Lucia Annibali, sfregiata con l’acido su mandato dell’ex findanzato nel 2013, racconta la sua storia al Teatro Cristallo di Bolzano. “Rinascere è possibile”.

“Opportunità”, una parola ricorsa spesso durante l’incontro di ieri (2 febbraio) al Teatro Cristallo dal titolo “L’identità ferita”, secondo appuntamento del ciclo “Identità” a cura dell’Associazione Cristallo, Teatro La Ribalta e Libera Università di Bolzano. “Opportunità” per raccontare la propria storia di sofferenza e “opportunità” per restituirla avvolta in un messaggio positivo di speranza e di sprono per le donne che hanno avuto simili vissuti. È questa la testimonianza di Lucia Annibali, l’avvocatessa che nel 2013 venne sfregiata con l’acido da due albanesi assoldati dall’ex fidanzato, Luca Varani, condannato in primo e secondo grado e ora detenuto a Teramo in attesa del giudizio della Cassazione. La vicenda è narrata nel libro scritto dalla protagonista insieme alla giornalista del Corriere della Sera Giusi FasanoIo ci sono - La mia storia di non amore”. Alla serata, moderata da Massimiliano Boschi (Corriere dell’Alto Adige) hanno partecipato, oltre ad Annibali - che ieri mattina ha incontrato al Rainerum i giovani del concorso “Testimoni di coraggio civile” nell’ambito della Piattaforma delle resistenze contemporanee - e Fasano, il procuratore capo di Bolzano Guido Rispoli e il rettore dell’Unibz Walter Lorenz.

Le vittime di violenza in Trentino-Alto Adige sono oltre 1.200, quasi 700 denunce in Alto Adige e 500 in Trentino. “C’è una maggiore sensibilità e un’attenzione specifica da parte della magistratura su questo tipo di reati, sono infatti stati istituiti dei gruppi di lavoro appositi, la Procura di Bolzano ha, per esempio, 4 magistrati che vi lavorano”, ha spiegato Rispoli secondo cui è l’emersione del fenomeno ad essere esploso recentemente e non il fenomeno stesso, con il conseguente aumento delle denunce. “Le norme ci sono, bisogna poi saperle applicare con giudizio, rigore e buon senso a seconda dei casi”, ha aggiunto il procuratore capo del capoluogo.

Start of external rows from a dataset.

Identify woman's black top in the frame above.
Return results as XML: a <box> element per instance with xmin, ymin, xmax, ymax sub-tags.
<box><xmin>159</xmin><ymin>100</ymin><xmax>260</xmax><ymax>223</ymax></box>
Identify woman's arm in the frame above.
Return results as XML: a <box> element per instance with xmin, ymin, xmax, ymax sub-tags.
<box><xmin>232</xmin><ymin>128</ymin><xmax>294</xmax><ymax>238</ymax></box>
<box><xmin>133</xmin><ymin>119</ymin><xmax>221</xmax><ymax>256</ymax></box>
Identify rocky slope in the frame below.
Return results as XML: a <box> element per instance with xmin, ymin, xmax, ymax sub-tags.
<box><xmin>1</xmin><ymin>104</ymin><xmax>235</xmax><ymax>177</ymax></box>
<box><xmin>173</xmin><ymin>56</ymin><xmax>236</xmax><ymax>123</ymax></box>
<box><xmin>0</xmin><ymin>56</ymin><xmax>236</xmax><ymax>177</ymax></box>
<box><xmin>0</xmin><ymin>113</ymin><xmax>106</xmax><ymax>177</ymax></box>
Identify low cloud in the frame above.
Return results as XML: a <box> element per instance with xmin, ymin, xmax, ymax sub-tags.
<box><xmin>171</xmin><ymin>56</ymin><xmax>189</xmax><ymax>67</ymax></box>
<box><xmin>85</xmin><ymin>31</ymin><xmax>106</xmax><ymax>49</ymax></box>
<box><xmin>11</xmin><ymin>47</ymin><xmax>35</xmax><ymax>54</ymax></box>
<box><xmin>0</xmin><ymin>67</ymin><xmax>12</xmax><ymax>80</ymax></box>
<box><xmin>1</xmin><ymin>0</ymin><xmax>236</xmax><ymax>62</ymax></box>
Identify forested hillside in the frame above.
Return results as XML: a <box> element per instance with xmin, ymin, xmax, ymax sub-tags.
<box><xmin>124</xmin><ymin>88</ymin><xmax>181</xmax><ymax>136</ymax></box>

Lucia Annibali e Giusi Fasano

Scardinare gli stereotipi e i luoghi comuni, questo l’imperativo categorico secondo Fasano, “occorre tentare approcci diversi anche dal punto di vista giornalistico, capire chi si ha davanti, indagarne le storie ed evitare titoli sensazionalistici come ‘omicidio passionale’ perché la passione non ha nulla a che fare con questi crimini”. Un punto di partenza imprescindibile secondo i relatori è la scuola, un’ipotesi ridondante in quanto finora non adeguatamente esplorata. “È importante trovare un linguaggio per comunicare con i giovani, senza soffermarsi sul singolo episodio di violenza o sulla commiserazione che ne può scaturire, ma è utile piuttosto trasmettere esempi costruttivi”, ha rimarcato Annibali raccontando il suo percorso di rinascita attraverso una progressiva definizione dell’autostima. “Questa storia insegna che si può resistere a tutto, basta volerlo”, ha affermato Fasano.
Nei casi come quello dell’avvocatessa di Urbino “c’è una precisa volontà di lasciare in vita la vittima annientandone l’identità, la crudeltà del gesto è inaudita”, ha affermato Rispoli. E di identità ha parlato, infine, anche il rettore dell’Unibz e docente di scienze della formazione Lorenz: “Servono nuovi modelli e punti di riferimento per l’identità che non può essere creata in isolamento ma deve essere soggetta a un interscambio continuo. Per i giovani maschi incastrati in un consolidato sistema di valori - ha approfondito Lorenz - è difficile andare oltre gli stereotipi, definire l’identità, ma questa incertezza va oltre la responsabilità del singolo e deve obbligatoriamente essere affrontata a livello collettivo”.